If giving grace marks for co-curricular feats stops, state syllabus students may find high scores a hurdle. Teachers suggest awarding merit points to students 

Published: 12th July 2019 05:42 AM  |   Last Updated: 12th July 2019 05:42 AM   |  A+A-

Exam, Examination

For representational purposes

Express News Service

KOCHI: The days of students scoring 95-plus marks in Class 10 and Plus-Two in the Kerala state board examinations may become a thing of the past once the state government implements the Union Ministry for Human Resource and Development (MHRD) order on discontinuing awarding of grace marks as directed by the Kerala High Court.

However, it is to be seen whether the government will implement it within four months as directed by the High Court or go in for an appeal. General Education Secretary A Shahjahan said, “Since the government is yet to receive the judgement, no decision has been made as of now. We need to study court directives.”  

The High Court, in an order on Wednesday, directed the state government to do away with the practice of awarding grace marks, stating that even the most meritorious students studying in the CBSE and ICSE streams lose out to those passing out from state syllabus schools while seeking admissions in undergraduate courses.

As of now, the grace marks being awarded to the students for their participation in various extracurricular programmes like National Service Scheme (NSS), National Cadet Corps (NCC), Bharat Scouts and Guides, Student Police Cadet (SPC), Bala Sasthra Congress, School Youth Festival, school sports and games competition, Sargolsavam and other state and national-level achievements have been a big blessing for the academically weak students.

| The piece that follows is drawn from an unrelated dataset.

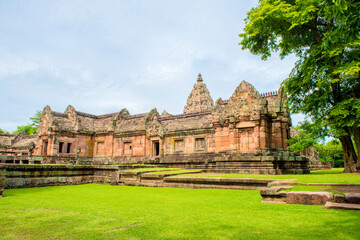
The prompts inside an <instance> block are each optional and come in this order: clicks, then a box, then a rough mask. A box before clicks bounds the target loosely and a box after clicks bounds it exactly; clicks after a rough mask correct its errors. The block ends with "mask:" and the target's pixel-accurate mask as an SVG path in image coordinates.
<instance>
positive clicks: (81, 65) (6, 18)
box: [0, 0, 298, 131]
mask: <svg viewBox="0 0 360 240" xmlns="http://www.w3.org/2000/svg"><path fill="white" fill-rule="evenodd" d="M256 4H257V1H255V0H252V1H250V0H234V1H233V0H217V1H212V0H206V1H201V0H196V1H194V0H192V1H187V0H182V1H178V0H176V1H173V0H162V1H160V0H144V1H129V0H127V1H125V0H121V1H120V0H114V1H110V0H101V1H95V0H93V1H91V0H86V1H85V0H69V1H47V0H46V1H37V0H35V1H25V0H24V1H6V0H0V91H1V94H0V108H1V114H0V128H2V129H5V130H8V131H13V130H15V129H16V126H18V125H23V124H26V123H28V122H29V117H30V116H33V115H34V113H35V112H36V111H37V110H42V109H43V108H44V107H45V106H46V105H49V106H50V107H51V108H52V109H53V110H54V111H59V112H63V111H64V110H65V109H66V107H67V106H68V105H69V104H71V105H73V106H74V107H75V109H76V110H78V111H82V112H88V113H91V114H105V113H112V112H117V111H120V110H121V109H122V108H124V107H125V108H127V109H128V110H129V111H130V113H131V114H137V113H143V112H148V111H149V110H151V109H152V108H154V107H156V108H157V109H158V111H159V112H162V111H163V110H164V109H165V110H166V111H168V112H169V113H172V114H179V113H182V110H183V107H184V105H185V104H186V99H187V97H188V95H189V93H190V91H191V89H192V87H193V85H194V83H195V82H196V77H197V74H198V73H201V74H202V76H203V79H204V82H205V84H206V85H207V87H208V89H209V91H210V93H211V96H212V98H213V99H214V101H215V100H216V99H217V98H219V97H221V98H223V99H227V98H229V97H230V96H231V95H232V93H233V91H234V90H235V88H236V86H237V85H239V84H240V82H241V81H242V80H245V81H248V82H249V83H251V84H253V85H254V86H255V87H256V88H257V90H258V91H259V92H267V91H274V90H277V89H278V88H279V86H280V83H281V82H282V80H283V79H284V78H286V77H287V76H288V74H289V73H290V70H291V68H292V67H293V64H294V62H295V58H294V57H289V58H286V59H285V60H282V61H281V60H280V59H279V58H278V57H277V56H276V55H274V57H272V58H270V59H269V60H268V61H262V60H261V59H260V58H259V57H258V56H253V55H251V54H250V53H249V52H248V51H243V50H241V47H240V46H239V45H238V43H239V42H240V38H239V37H238V34H239V33H241V32H242V29H243V27H244V21H243V19H244V18H245V17H246V13H247V12H248V11H249V10H250V9H251V7H254V6H255V5H256ZM297 119H298V118H297V117H293V123H296V122H297Z"/></svg>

According to a teacher, who wished not to be named, the percentage of grace marks depends on the programme.

“At present, students, who are members of NSS in the higher secondary section, are awarded two per cent of the aggregate marks. So, it would be two per cent of 1,200, which will be 24 marks. These marks get added to the total marks of the student,” he said. In the case of Vocational Higher Secondary Education (VHSE), the aggregate marks are 1,600. So, two per cent of that would be 80.

According to him, the percentage goes even higher if the student has taken part in national-level events like the Republic Day parade or quiz competitions and science fairs. “The grace marks range from five to 15 per cent for national-level events. If the student has won prizes in international events, then the grace marks go up to 20 per cent of the aggregate score,” he said.

“It is huge. All these marks are what actually attract the students to such activities,” said Sreedevi P K, a government school teacher. According to her, even if a student fails in three subjects out of six, he or she gets pass mark thanks to the moderation given during evaluation. “Add the grace marks from all activities he or she has participated. Voila! The student sails through easily and that too with really good marks,” said Sreedevi.

“Many teachers have been protesting against the trend. This is an unjust system. We are doing injustice to those students who study hard,” she said. Of course, students need to be rewarded for their extracurricular activities, she added.

“Give them merit points -- something that is not added to their exam scores. It was the practice in the past. Even CBSE does that for its students when it comes to applying for higher education courses,” she said.